A Taste for Something Different

“Variety is the spice of life,” was the advice I often received, non-ironically, from my grade school teachers at St. James in Totowa, New Jersey.

I’m thinking of these Franciscan nuns, all dressed alike, on the eve of my birthday tonight.

I confess I must have let them all down because I have worked at the same company, been married to the same woman and lived in the same house for more than two decades.

But still, I am thankful for it all. Just two weeks ago, for instance, I was walking hand-in-hand with my wife down a dark, silent road under the breath-taking light of thousands of stars.

We were on Cape Cod, a long way from the virtually-starless light-polluted skies of suburban New Jersey.
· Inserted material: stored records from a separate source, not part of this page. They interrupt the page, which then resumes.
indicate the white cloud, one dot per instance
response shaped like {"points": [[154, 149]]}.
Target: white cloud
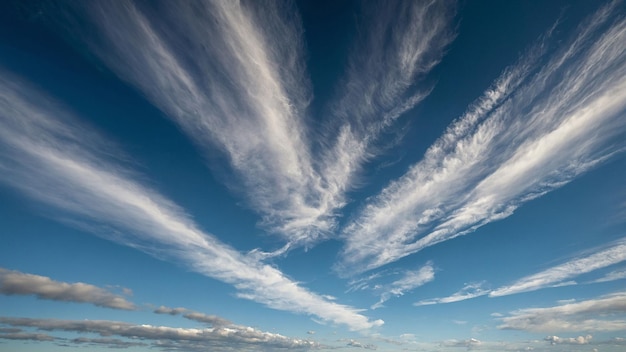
{"points": [[536, 129], [216, 338], [409, 281], [580, 340], [223, 76], [193, 315], [600, 258], [53, 158], [17, 283], [469, 291], [602, 314]]}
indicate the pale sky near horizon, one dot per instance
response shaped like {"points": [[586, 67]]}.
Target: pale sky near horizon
{"points": [[313, 175]]}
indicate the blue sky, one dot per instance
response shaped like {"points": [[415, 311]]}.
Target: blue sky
{"points": [[317, 175]]}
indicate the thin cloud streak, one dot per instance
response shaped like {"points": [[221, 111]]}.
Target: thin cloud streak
{"points": [[220, 337], [66, 167], [590, 315], [616, 253], [409, 281], [249, 94], [17, 283], [396, 52], [538, 128]]}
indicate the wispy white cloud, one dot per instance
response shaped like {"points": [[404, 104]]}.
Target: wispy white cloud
{"points": [[545, 121], [50, 156], [43, 287], [409, 281], [469, 291], [193, 315], [217, 338], [580, 340], [600, 314], [600, 258], [217, 69]]}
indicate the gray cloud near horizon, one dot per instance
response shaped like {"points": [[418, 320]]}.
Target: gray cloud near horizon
{"points": [[18, 283]]}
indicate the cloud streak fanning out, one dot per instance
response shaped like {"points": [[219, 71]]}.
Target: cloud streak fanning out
{"points": [[536, 129], [51, 157], [17, 283], [215, 68]]}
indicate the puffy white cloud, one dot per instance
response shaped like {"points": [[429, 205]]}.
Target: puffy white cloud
{"points": [[215, 338], [18, 283], [52, 157]]}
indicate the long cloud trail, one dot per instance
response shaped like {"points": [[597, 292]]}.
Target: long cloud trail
{"points": [[219, 70], [45, 153], [402, 43], [536, 129]]}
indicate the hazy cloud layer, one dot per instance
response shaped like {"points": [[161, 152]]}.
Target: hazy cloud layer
{"points": [[50, 156], [161, 336], [602, 314], [600, 258], [17, 283], [536, 129], [193, 315]]}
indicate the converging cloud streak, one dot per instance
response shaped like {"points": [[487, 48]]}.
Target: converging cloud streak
{"points": [[164, 337], [216, 69], [612, 255], [17, 283], [538, 128], [47, 154]]}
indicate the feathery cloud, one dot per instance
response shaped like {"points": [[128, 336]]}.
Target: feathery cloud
{"points": [[193, 315], [409, 281], [50, 156], [17, 283], [536, 129]]}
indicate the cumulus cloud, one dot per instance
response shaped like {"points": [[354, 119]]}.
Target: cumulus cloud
{"points": [[50, 156], [548, 119], [584, 316], [599, 258], [214, 338], [17, 283], [193, 315], [469, 291], [409, 281]]}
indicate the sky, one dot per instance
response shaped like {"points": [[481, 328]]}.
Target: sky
{"points": [[313, 175]]}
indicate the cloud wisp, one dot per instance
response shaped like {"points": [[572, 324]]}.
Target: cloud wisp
{"points": [[193, 315], [592, 315], [546, 120], [613, 254], [409, 281], [53, 158], [17, 283], [216, 338], [216, 69], [468, 291]]}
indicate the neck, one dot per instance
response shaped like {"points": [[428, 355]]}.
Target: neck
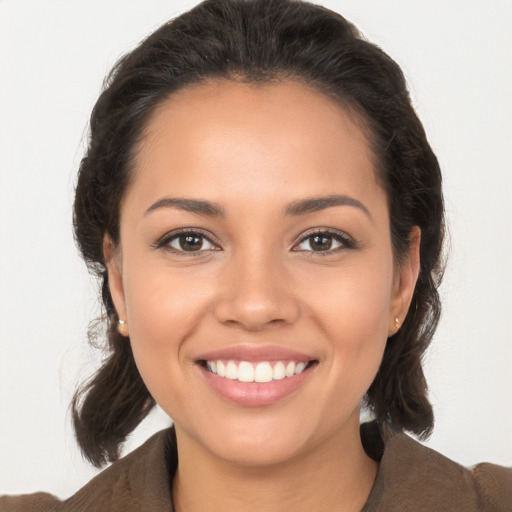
{"points": [[336, 475]]}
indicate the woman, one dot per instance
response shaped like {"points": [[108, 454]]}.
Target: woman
{"points": [[265, 213]]}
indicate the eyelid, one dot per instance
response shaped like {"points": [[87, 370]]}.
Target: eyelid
{"points": [[163, 241], [346, 240]]}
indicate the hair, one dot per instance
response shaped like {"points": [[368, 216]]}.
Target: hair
{"points": [[259, 42]]}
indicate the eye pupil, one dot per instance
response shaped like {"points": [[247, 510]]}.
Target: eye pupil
{"points": [[321, 242], [190, 242]]}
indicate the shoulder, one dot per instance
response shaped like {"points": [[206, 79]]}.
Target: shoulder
{"points": [[414, 477], [139, 481]]}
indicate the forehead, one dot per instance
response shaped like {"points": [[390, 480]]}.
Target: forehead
{"points": [[228, 139]]}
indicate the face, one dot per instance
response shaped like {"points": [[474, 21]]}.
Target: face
{"points": [[255, 270]]}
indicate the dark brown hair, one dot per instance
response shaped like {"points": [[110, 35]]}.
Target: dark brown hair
{"points": [[257, 42]]}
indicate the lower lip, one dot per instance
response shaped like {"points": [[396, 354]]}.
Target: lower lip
{"points": [[254, 394]]}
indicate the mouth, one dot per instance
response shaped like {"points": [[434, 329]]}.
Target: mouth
{"points": [[256, 371]]}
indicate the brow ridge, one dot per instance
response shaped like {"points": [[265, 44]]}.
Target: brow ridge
{"points": [[197, 206]]}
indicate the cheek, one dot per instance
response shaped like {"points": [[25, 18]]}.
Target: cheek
{"points": [[164, 310], [352, 308]]}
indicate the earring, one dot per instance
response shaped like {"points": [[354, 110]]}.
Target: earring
{"points": [[122, 328]]}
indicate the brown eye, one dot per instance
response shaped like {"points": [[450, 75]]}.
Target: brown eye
{"points": [[324, 242], [190, 242], [320, 243]]}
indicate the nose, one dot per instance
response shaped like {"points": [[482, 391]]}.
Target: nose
{"points": [[255, 294]]}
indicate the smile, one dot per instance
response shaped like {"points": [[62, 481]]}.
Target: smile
{"points": [[263, 371]]}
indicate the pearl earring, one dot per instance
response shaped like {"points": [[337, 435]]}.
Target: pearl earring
{"points": [[122, 328]]}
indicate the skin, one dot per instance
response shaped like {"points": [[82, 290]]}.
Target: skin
{"points": [[254, 151]]}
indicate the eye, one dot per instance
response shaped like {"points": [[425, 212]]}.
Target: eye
{"points": [[186, 242], [324, 242]]}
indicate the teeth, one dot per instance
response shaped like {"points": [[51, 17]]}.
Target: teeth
{"points": [[231, 370], [279, 371], [261, 372], [246, 372]]}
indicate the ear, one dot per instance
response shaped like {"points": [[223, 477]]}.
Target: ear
{"points": [[112, 258], [404, 283]]}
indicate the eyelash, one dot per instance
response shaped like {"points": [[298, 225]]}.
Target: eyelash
{"points": [[164, 242]]}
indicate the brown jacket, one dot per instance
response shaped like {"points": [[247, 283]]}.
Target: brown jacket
{"points": [[411, 478]]}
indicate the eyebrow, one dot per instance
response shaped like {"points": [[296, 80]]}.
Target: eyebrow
{"points": [[315, 204], [301, 207], [205, 208]]}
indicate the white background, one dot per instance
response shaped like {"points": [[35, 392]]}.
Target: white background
{"points": [[457, 56]]}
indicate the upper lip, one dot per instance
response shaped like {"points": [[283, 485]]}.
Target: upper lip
{"points": [[255, 353]]}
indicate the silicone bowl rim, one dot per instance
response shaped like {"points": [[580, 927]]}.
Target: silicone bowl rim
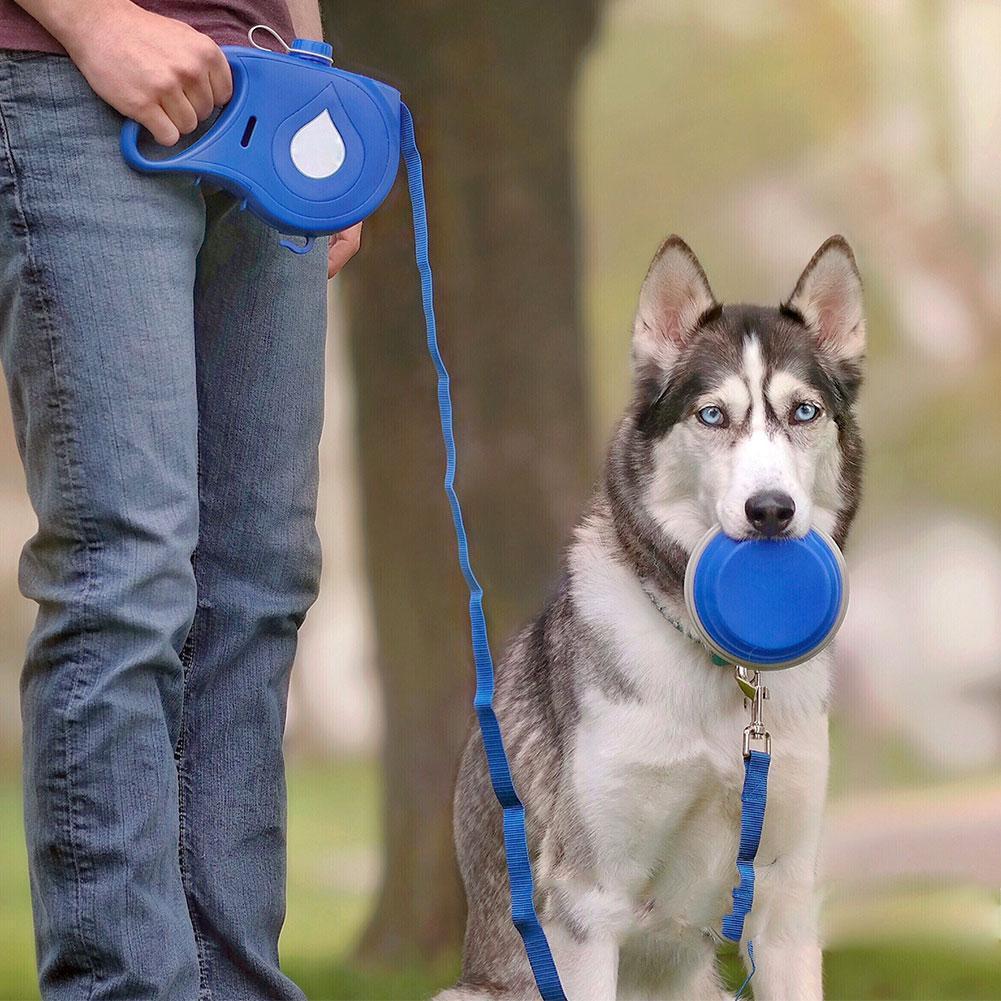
{"points": [[715, 648]]}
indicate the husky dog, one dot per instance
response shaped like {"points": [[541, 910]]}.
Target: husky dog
{"points": [[624, 737]]}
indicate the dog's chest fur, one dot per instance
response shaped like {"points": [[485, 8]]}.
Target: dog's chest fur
{"points": [[655, 763]]}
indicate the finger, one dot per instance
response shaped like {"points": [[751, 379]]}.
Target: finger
{"points": [[342, 248], [221, 78], [159, 126], [200, 97], [179, 111]]}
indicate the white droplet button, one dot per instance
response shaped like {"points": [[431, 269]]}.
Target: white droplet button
{"points": [[317, 149]]}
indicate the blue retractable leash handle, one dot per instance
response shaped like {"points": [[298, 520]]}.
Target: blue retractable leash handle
{"points": [[310, 150]]}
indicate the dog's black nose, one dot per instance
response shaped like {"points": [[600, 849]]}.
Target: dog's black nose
{"points": [[770, 512]]}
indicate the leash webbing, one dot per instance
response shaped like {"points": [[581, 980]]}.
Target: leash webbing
{"points": [[753, 797], [515, 838]]}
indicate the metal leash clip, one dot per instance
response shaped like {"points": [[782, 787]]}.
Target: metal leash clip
{"points": [[755, 695]]}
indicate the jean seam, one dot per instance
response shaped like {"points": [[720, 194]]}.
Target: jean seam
{"points": [[187, 665], [69, 492]]}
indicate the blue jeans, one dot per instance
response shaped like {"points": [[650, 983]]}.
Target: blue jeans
{"points": [[165, 364]]}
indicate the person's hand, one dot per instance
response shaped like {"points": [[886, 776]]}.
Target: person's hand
{"points": [[342, 247], [159, 71]]}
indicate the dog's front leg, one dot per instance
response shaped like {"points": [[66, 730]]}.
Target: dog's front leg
{"points": [[786, 936], [588, 962]]}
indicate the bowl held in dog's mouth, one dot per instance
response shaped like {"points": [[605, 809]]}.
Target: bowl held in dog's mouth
{"points": [[766, 604]]}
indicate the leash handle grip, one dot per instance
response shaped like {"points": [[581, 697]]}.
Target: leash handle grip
{"points": [[187, 158]]}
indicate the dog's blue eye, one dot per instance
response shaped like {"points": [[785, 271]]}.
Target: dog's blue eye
{"points": [[712, 416]]}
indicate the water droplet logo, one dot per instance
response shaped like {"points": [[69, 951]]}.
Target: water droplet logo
{"points": [[317, 149]]}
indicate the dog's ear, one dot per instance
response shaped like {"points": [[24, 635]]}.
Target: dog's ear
{"points": [[828, 297], [674, 297]]}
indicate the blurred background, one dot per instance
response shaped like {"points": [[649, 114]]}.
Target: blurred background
{"points": [[562, 142]]}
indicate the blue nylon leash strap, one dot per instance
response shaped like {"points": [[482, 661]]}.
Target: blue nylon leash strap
{"points": [[753, 797], [516, 842], [515, 837]]}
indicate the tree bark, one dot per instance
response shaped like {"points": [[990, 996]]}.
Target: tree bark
{"points": [[490, 85]]}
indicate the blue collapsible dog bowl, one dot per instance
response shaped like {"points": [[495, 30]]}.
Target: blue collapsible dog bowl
{"points": [[766, 604]]}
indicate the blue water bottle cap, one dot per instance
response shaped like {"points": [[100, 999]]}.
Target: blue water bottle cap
{"points": [[766, 604], [309, 48]]}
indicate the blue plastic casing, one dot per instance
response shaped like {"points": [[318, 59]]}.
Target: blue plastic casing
{"points": [[767, 604], [248, 149]]}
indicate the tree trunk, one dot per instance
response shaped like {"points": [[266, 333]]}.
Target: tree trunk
{"points": [[490, 85]]}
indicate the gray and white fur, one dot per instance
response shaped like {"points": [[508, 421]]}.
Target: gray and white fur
{"points": [[624, 737]]}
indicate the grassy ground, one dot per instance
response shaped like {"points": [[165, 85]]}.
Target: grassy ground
{"points": [[333, 866]]}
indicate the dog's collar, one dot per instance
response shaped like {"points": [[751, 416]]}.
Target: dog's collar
{"points": [[680, 626]]}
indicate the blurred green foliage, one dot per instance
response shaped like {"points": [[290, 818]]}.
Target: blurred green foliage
{"points": [[332, 832]]}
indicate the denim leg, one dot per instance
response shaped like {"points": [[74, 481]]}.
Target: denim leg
{"points": [[259, 329], [97, 266]]}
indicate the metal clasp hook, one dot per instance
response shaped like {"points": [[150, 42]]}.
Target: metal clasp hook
{"points": [[755, 694]]}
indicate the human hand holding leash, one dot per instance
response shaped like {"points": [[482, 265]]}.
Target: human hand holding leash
{"points": [[341, 248], [159, 71]]}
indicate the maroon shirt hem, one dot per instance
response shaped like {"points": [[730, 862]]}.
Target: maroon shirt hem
{"points": [[226, 22]]}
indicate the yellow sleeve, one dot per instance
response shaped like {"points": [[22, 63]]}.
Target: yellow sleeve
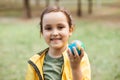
{"points": [[30, 74], [85, 67]]}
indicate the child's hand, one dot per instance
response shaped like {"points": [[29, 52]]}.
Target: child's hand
{"points": [[76, 58]]}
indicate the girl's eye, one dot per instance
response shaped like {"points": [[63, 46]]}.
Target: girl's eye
{"points": [[60, 27], [48, 28]]}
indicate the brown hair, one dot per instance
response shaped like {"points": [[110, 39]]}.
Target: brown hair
{"points": [[55, 9]]}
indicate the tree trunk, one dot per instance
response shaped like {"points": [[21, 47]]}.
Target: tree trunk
{"points": [[37, 2], [57, 2], [27, 9], [79, 10], [90, 6], [47, 3]]}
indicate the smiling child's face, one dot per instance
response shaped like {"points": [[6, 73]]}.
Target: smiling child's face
{"points": [[56, 30]]}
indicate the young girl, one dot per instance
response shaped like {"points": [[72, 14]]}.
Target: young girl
{"points": [[57, 62]]}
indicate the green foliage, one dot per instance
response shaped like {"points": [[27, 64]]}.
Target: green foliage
{"points": [[20, 40]]}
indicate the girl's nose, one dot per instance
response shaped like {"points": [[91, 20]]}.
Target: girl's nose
{"points": [[55, 32]]}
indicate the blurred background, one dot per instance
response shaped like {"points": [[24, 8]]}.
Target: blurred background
{"points": [[97, 24]]}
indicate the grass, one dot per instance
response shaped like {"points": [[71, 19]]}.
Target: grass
{"points": [[19, 40]]}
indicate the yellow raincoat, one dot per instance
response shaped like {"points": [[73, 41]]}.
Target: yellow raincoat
{"points": [[35, 70]]}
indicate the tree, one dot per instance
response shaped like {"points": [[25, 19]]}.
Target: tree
{"points": [[27, 9], [37, 2], [79, 10], [47, 3], [57, 2], [90, 6]]}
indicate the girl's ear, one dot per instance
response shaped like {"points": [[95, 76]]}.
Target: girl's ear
{"points": [[71, 30]]}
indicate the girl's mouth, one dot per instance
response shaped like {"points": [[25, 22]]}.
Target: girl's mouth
{"points": [[56, 39]]}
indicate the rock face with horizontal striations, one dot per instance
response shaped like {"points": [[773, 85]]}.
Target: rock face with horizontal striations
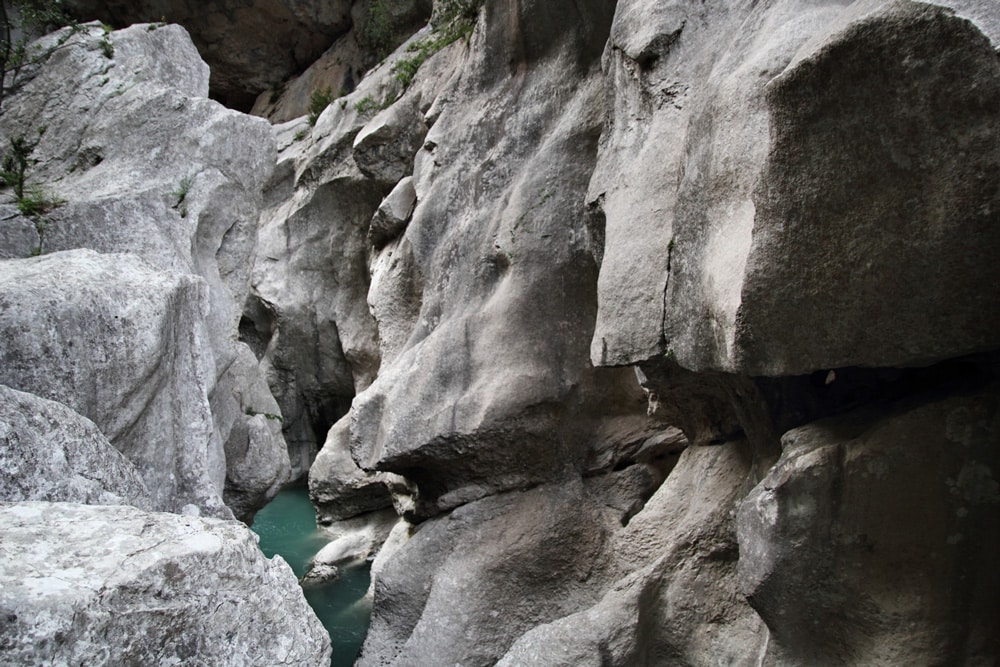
{"points": [[116, 585], [668, 331], [820, 185]]}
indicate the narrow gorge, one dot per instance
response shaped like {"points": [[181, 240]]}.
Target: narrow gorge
{"points": [[610, 333]]}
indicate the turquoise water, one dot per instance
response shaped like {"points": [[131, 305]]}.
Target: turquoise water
{"points": [[287, 526]]}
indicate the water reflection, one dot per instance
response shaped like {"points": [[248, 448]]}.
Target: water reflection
{"points": [[287, 526]]}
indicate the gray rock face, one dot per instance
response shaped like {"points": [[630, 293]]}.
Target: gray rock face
{"points": [[163, 589], [830, 553], [140, 377], [669, 591], [337, 487], [768, 229], [48, 452], [285, 36], [148, 166], [497, 567], [477, 397]]}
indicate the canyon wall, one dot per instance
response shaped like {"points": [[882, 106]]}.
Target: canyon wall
{"points": [[667, 329]]}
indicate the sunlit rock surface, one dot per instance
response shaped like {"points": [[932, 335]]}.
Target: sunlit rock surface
{"points": [[145, 164], [49, 452]]}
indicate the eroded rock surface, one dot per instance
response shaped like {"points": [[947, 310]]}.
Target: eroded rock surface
{"points": [[144, 164], [116, 585], [49, 452], [814, 163], [123, 345]]}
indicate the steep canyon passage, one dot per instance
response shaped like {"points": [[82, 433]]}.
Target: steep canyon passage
{"points": [[287, 527]]}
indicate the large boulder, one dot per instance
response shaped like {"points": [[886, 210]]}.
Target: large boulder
{"points": [[779, 179], [123, 345], [95, 585], [874, 538], [143, 163], [669, 593], [254, 48], [251, 46], [49, 452]]}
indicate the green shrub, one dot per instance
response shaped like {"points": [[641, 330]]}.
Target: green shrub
{"points": [[452, 20], [366, 105], [36, 202], [319, 100]]}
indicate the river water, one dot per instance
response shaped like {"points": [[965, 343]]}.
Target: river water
{"points": [[287, 526]]}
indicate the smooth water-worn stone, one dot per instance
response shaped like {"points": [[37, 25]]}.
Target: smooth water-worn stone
{"points": [[873, 539], [393, 213], [496, 567], [250, 47], [751, 225], [337, 486], [502, 261], [49, 452], [115, 585], [123, 345], [670, 591], [146, 165]]}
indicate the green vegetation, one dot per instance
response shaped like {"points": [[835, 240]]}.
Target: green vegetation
{"points": [[28, 18], [379, 31], [452, 20], [17, 161], [367, 104], [37, 201], [318, 101], [107, 48]]}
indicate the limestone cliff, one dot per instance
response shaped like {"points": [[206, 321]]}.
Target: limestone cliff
{"points": [[668, 329]]}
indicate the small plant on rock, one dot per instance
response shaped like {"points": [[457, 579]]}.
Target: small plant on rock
{"points": [[319, 100], [180, 195], [107, 48], [27, 19], [366, 104]]}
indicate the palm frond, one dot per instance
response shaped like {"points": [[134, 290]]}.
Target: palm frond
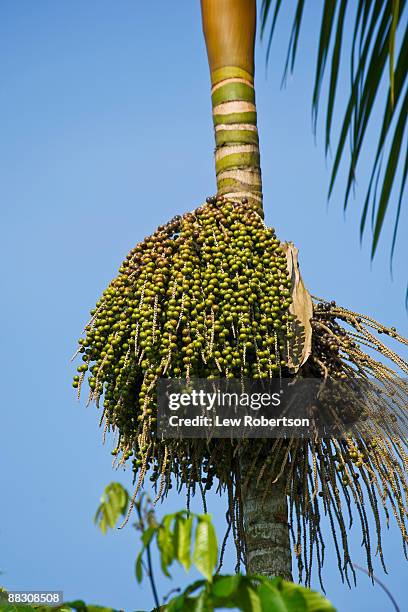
{"points": [[378, 51]]}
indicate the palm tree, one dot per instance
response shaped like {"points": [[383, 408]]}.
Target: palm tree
{"points": [[379, 45], [215, 294]]}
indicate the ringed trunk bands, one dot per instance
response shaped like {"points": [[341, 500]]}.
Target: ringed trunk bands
{"points": [[229, 29]]}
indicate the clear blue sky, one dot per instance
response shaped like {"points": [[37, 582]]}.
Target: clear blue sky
{"points": [[105, 134]]}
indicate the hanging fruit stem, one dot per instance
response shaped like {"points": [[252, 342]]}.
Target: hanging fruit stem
{"points": [[229, 28]]}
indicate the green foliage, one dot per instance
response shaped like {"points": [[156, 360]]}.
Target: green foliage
{"points": [[114, 502], [250, 594], [185, 538], [375, 50]]}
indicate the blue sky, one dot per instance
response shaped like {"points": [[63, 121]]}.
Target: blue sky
{"points": [[106, 133]]}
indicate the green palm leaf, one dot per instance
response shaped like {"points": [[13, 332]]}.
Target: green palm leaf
{"points": [[379, 51]]}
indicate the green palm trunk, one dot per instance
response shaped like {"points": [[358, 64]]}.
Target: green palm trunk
{"points": [[229, 29]]}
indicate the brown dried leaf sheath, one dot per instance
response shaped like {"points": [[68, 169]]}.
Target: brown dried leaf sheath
{"points": [[301, 308]]}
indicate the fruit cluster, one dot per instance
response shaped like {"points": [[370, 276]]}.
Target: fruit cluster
{"points": [[206, 295]]}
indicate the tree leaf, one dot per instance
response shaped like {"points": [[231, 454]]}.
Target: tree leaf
{"points": [[165, 544], [205, 548], [182, 540], [114, 502]]}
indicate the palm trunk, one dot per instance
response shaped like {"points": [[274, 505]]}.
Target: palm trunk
{"points": [[229, 29]]}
I was excitedly pointing out constellations, and I was so animated that my wife was laughing at me.

The Cape has become a favorite haunt of ours. And why? Because I seemingly have no taste buds.

One day, years ago, I was standing in line waiting for soup at the Aramark cafeteria in the Verizon building. It was New England Clam Chowder Day, always my favorite.

“You’re not going to actually eat that crap?” boomed a Boston-accent from behind me. It was Peter Thonis – the same boss I had for a dozen years.

“What?” I said. “I like this!”

That’s not clam chowder,” he hissed.

A few days later, I challenged him to tell where to get real clam chowder. So he turned over a scrap of paper on his desk and drew a map of Cape Cod. He embellished it with various points of interest, and my wife and I decided to take our two daughters to the Cape that summer using Peter’s rough drawing as a treasure map.

The Cape turned out to be a magical place where natural laws ceased to exist. Our first day there we were traveling due north on Route 28 South, and we stopped for lunch at a dive called Moby Dick’s.

I ordered the soup. “Ha, they serve it in a cardboard container here too!” I said to my daughter Maddy, who looked at me, as she so often does, with confusion.

But when I took my first spoonful, I got a look on my face that concerned Maddy even more.

“What’s wrong, Dad?” she tugged at my sleeve. I think she thought I was about to cry.

I smiled and shook my head.

“Maddy,” I said, “THIS is clam chowder.”

Sometimes, even a simple life can be full of wonder.